For a moment Friday, it seemed as if it might actually happen. Governor Quinn, Speaker Madigan and Senate President Cullerton had reached an agreement to raise the state's income tax temporarily, boost corporate and cigarette taxes, and close the state's $15 billion budget gap.
Cullerton was excited about getting the state's $8 billion in unpaid bills squared away and putting that money back in the economy. Education advocates were excited for the $700 million that was to be set aside for the state's schools. Even bond investors, who have been downgrading Illinois's bond rating like it was a bad mortgage, were excited to invest in the state's debt, because it looked like they'd be getting paid off promptly.
Not so fast, everybody. By the end of the day Friday, the plan looked essentially dead in the water.
Lawmakers went back home Friday having made no progress on the tax question, and with apparently little hope for its future. Frank Mautino, a Democratic state representative and budget guru, told the Chicago Tribune that the "votes aren't here in the House yet. There's not 60 votes."
Turns out that after a bit of closer scrutiny, the plan has its share of problems. Some lawmakers, like Republican Jim Durkin, argued that Illinois families simply wouldn't support a 75 percent increase -- from 3 to 5.25 percent -- on their tax rates, calling the idea "a fly on an elephant's rear."
Then there's the corporate tax rate. It, too, would have risen 75 percent, from 4.8 to 8.4 percent. But corporations in Illinois also pay a so-called "personal property replacement tax" of 2.5 percent, meaning that the total rate would have been a whopping 10.9 percent. As the Capitol Fax blog reported, the Tax Foundation said that would be "the highest combined national-local corporate income tax in the industrialized world."
And then there's property taxes. The Democrats' plan would have replaced a property tax exemption with a $325 refund check to homeowning taxpayers. But as the suburban Daily Herald reports, that check wouldn't be much for lots of homeowners, and for many, it would actually be a tax increase, as the exemption was worth more than that to them.
So why did Speaker Madigan, always a shrewd vote-counter and rarely one to let his members get away from him, support the plan if he knew his fellow Democrats weren't behind it? Rich Miller from the Capitol Fax is suspicious.
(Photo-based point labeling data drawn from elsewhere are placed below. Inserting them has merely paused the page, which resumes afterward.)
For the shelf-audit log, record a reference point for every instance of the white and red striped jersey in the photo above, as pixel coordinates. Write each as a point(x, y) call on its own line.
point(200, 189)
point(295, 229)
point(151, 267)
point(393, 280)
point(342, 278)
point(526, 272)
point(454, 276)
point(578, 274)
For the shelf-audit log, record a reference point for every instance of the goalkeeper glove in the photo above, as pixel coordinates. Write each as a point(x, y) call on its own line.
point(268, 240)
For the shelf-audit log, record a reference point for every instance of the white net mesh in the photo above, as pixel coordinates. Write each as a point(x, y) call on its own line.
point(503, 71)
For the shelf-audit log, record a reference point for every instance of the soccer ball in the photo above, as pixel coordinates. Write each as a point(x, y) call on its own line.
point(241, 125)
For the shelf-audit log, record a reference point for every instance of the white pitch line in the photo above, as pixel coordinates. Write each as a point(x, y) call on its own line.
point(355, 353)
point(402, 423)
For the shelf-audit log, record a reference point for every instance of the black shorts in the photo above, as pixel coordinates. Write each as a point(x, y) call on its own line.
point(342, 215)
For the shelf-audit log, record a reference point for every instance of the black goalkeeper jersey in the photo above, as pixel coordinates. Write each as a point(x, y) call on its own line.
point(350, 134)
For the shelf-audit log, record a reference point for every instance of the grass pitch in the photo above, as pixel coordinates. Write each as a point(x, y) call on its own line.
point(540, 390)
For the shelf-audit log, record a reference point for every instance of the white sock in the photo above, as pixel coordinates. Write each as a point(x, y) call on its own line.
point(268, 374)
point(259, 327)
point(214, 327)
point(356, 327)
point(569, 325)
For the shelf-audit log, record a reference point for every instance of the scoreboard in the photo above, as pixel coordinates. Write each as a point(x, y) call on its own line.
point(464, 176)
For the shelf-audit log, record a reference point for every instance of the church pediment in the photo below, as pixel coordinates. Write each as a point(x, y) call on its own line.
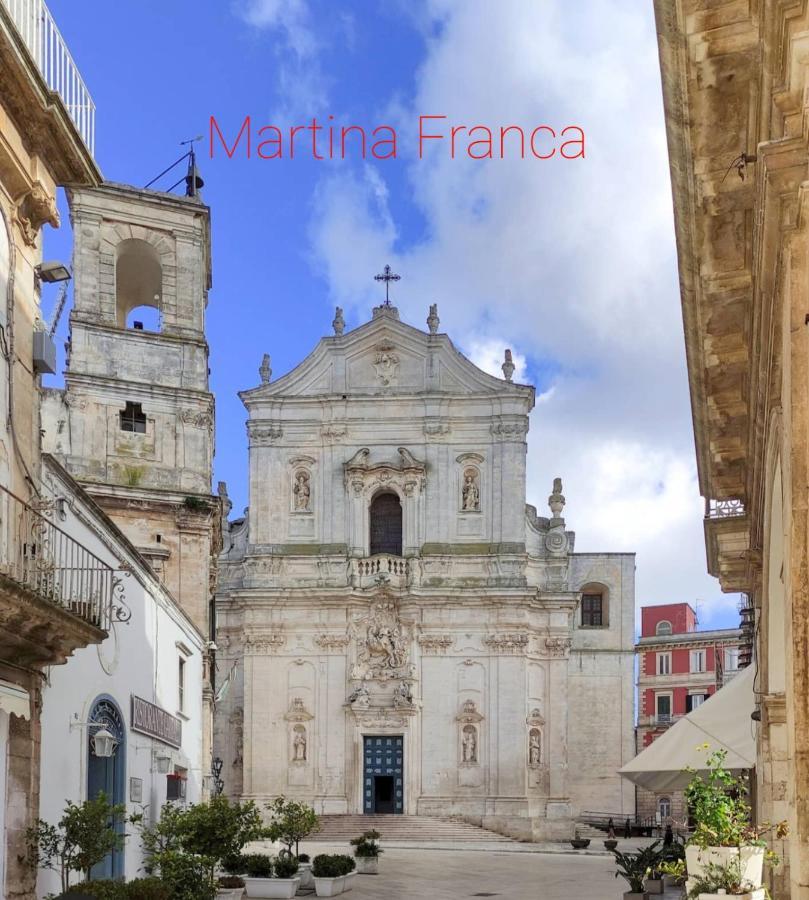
point(383, 357)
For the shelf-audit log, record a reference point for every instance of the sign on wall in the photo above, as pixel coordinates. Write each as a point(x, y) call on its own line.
point(156, 722)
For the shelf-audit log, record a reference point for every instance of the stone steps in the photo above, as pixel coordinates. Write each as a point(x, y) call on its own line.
point(338, 829)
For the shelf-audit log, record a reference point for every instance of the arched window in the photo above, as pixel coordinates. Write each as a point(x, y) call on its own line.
point(594, 606)
point(133, 418)
point(138, 279)
point(386, 524)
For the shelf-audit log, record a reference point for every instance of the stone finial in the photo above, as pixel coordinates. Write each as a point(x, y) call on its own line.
point(264, 370)
point(556, 501)
point(432, 320)
point(508, 366)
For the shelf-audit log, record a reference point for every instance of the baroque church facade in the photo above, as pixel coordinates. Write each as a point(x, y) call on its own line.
point(400, 632)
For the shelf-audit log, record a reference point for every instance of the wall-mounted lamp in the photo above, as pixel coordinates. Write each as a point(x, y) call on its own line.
point(52, 271)
point(103, 741)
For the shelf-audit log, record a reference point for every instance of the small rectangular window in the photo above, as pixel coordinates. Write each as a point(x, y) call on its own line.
point(663, 707)
point(592, 610)
point(181, 684)
point(133, 418)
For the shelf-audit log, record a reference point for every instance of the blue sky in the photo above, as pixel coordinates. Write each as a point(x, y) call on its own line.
point(572, 264)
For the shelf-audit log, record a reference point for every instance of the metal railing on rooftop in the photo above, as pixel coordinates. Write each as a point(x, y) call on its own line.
point(46, 45)
point(38, 555)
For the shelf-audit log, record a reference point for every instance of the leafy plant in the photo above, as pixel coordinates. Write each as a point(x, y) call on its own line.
point(636, 867)
point(727, 879)
point(291, 822)
point(328, 865)
point(365, 846)
point(139, 889)
point(719, 803)
point(257, 865)
point(286, 867)
point(85, 834)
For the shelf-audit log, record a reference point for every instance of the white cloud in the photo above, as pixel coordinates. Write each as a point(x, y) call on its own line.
point(575, 261)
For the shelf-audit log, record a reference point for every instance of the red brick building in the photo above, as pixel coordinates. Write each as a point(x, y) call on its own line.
point(679, 667)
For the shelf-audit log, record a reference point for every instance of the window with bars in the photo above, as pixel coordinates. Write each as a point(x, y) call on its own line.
point(386, 524)
point(133, 418)
point(592, 610)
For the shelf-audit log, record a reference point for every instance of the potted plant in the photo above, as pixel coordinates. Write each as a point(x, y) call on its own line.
point(258, 869)
point(230, 887)
point(720, 881)
point(579, 843)
point(366, 852)
point(291, 822)
point(724, 834)
point(305, 872)
point(634, 869)
point(85, 834)
point(328, 875)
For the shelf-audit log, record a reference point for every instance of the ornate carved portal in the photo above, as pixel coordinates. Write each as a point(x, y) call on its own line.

"You really gotta question whether the leaders (or Speaker Madigan, at least) just put this gigantic tax hike mess out there to let the media and angry constituents kill it before members come back to town," he writes. "We'll have to wait and see what happens, but this proposal looks worse every time a new rock is kicked over."
Whatever the motivation, it appears that the hike is indeed dead in the water for now. In a lame-duck term marked by a handful of major legislative successes for Governor Quinn, this one sure has to sting.